• Breaking News

    Misteri Keris Menurut Keyakinan Jawa

    Misteri Galih Gumelar - Keris adalah sejenis senjata tajam yang memiliki tempat terhormat dalam masyarakat Jawa. Ia tidak hanya berfungsi sebagai senjata, namun juga sebagai perlengkapan busana, simbol status, pemberi kewibawaan, dan sebagai perlengkapan dalam upacara adat. Bahkan keris, atau juga disebut sebagai curiga, menjadi sebagai salah satu dari lima kelengkapan yang diperintahkan oleh Sultan Agung harus dimiliki oleh seorang pemuda Mataram/Jawa. Kelimanya yaitu curiga (keris), wisma (rumah), turangga (kuda), wanita (istri), dan kukila (burung).

    Rasa hormat yang tinggi pada keris nampaknya telah berakar jauh sebelum keris itu dikenal secara luas. Secara umum, Nusantara tidak memiliki banyak bijih besi. Jawa bahkan tidak menghasilkan bijih besi sama sekali. Di sepanjang masa prakolonial, hak mengerjakan besi dianggap melekat pada sekelompok pengrajin pemegang hak istimewa yang dianggap memiliki pengetahuan dan keahlian menempa besi. Mereka disebut pande besi. Walau di sepanjang Nusantara para pande besi dianggap sebagai empu yang memiliki kekuatan magis atau kekuatan gaib, namun konteks ritual dan magis pengolahan besi terasa lebih kuat di pulau Jawa dikarenakan kelangkaan besi itu sendiri.

    Namun ternyata dibalik minimnya bahan baku yang ada, para pande besi di Jawa mampu mengembangkan teknik pengolahan besi yang menakjubkan. Keris tidak hanya mewujud sebagai senjata yang mematikan, namun juga mampu menampilkan sisi keindahan dari proses seni pengolahan logam.

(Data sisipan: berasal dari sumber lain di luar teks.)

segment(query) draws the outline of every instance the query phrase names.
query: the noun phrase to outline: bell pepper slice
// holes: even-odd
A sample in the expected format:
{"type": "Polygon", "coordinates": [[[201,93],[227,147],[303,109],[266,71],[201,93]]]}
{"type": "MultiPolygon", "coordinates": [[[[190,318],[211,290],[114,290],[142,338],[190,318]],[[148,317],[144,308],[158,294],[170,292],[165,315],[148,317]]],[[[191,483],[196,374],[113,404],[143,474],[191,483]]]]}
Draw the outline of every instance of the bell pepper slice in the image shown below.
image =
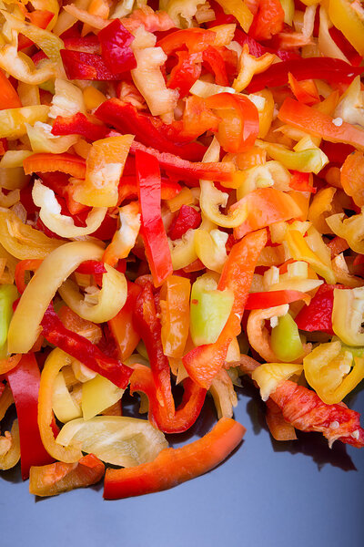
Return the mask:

Pada perkembangannya, istilah pande besi hanya disematkan pada pengrajin logam biasa. Sementara pembuat keris ataupun senjata-senjata berharga lain disebut sebagai empu.

    Keris diolah menggunakan tiga bahan utama. Besi digunakan karena kekuatan dan keuletannya. Baja ditambahkan untuk memberi unsur ketajaman. Bahan pamor disertakan untuk memberi unsur estetika.

    Proses pembuatan keris diawali dengan menempa dua bilah besi wasuhan yang telah yang disisipi bahan pamor di tengahnya. Besi wasuhan adalah besi yang sudah ditempa berulang kali untuk membuang zat-zat pengotor. Sedang pamor adalah logam lain yang bahannya mengikuti ketersediaan. Bahan pamor yang kini biasa digunakan adalah nikel. Namun jika memang tersedia, bahan pamor bisa diambil dari batu meteor. Pamor ini nantinya berwujud corak warna terang pada permukaan keris yang berwarna gelap. Pola pamor dapat bermacam-macam, tergantung bagaimana cara empu mengolah bahan. ?

    Bilah besi yang telah disisipi bahan pamor tersebut ditempa sampai memanjang, dilipat, ditempa lagi, dilipat, dan ditempa lagi sehingga tercipta lapisan-lapisan yang menyatu. Keris yang dibuat di masa kini umumnya memiliki 256 saton (satuan lipatan), sedang konon keris-keris pada masa lalu dibuat sampai memiliki lebih dari seribu saton. Proses penempaan yang berulang ini memiliki dua macam fungsi, yaitu untuk membuang zat-zat pengotor pada besi dan untuk memunculkan lapisan pamor.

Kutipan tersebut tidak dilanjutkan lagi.